I'm using a reactive form to get user input. Not satisfied with the EmailValidator
I'm using a pattern.
emailRegEx = '^[a-z0-9._%+-]+@[a-z0-9.-]+\.[a-z]{2,4}$';
this.email = new FormControl('', [Validators.required, Validators.pattern(emailRegEx)]);
And the HTML:
<input type="email" formControlName="email" [ngClass]="contactForm.get('email').errors && (contactForm.get('email').dirty || isButtonClicked) ? 'contact-input input-error' : 'contact-input'">
But here's the thing, for some reason the regex is accepting 4 chars after the @
, without a period.
name@d
--> errorname@doma
--> no errorname@domain.
--> error[email protected]
--> no error
I checked this regex in multiple online regex testers, and they all only accept the last example above, none of them accept the second one.
EDIT:
The regular expression is fine and works well, the problem is that somehow the pattern validator isn't parsing the regex correctly, or something.
Email Validations are implemented in Reactive forms using in-built Angular directives. For Angular applications to use reactive forms, In app.module.ts, first import the FormsModule and ReactiveFormsModule modules. Let’s create a new component reactive-email-validation using the ng g component command.
To validate emails created using the reactive forms approach, we’ll follow these three steps: 1. Apply validation rules To access Angular’s built-in email validators, we need to use the Validators class. The validator function can process the value of a FormControl and determine whether the validation criteria has passed or not.

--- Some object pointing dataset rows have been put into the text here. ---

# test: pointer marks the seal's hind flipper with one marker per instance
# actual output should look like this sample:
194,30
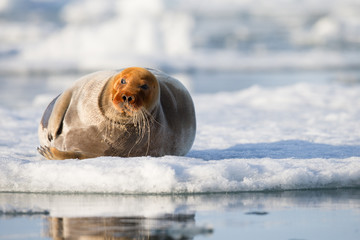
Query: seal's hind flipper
52,153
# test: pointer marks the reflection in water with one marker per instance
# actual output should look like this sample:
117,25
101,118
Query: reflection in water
179,226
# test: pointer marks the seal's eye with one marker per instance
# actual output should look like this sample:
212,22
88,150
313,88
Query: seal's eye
145,86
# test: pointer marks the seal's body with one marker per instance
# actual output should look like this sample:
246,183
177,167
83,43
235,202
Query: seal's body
134,112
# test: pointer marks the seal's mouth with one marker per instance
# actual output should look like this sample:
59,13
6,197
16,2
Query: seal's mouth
125,105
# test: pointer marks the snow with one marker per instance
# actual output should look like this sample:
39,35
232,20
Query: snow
301,136
298,129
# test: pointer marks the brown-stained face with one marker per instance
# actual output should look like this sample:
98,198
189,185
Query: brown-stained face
134,88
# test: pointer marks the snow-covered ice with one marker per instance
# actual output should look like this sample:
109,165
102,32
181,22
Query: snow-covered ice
302,136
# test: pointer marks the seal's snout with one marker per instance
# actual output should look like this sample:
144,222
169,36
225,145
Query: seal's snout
128,98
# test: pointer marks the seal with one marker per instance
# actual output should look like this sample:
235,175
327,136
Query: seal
127,113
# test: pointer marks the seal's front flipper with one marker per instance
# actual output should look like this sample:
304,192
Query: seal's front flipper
52,120
52,153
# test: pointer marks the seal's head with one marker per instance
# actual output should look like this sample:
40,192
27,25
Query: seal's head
134,89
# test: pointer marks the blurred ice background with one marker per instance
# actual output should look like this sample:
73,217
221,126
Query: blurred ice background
173,35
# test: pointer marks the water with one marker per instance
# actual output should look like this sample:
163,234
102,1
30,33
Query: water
321,214
276,154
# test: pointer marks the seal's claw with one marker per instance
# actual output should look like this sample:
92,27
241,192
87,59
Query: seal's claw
45,152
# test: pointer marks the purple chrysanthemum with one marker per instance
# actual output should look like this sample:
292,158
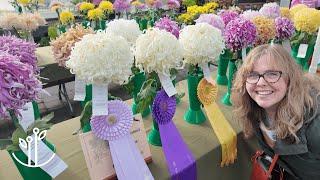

To create and validate form import FormGroup, FormBuilder and Validators modules from “@angular/forms” package. Insert FormBuilder in the constructor, also evoke the form object using FormGroup class. Inside the ngOnInit lifecycle hook, declare the form inside the group method.
Pattern validation: This allows you to specify a regular expression (regex) Angular email validation pattern that should match the user-provided value before validation can occur. Custom validation: You can also create your own custom email validators, especially if the built-in validators do not match your specific use case.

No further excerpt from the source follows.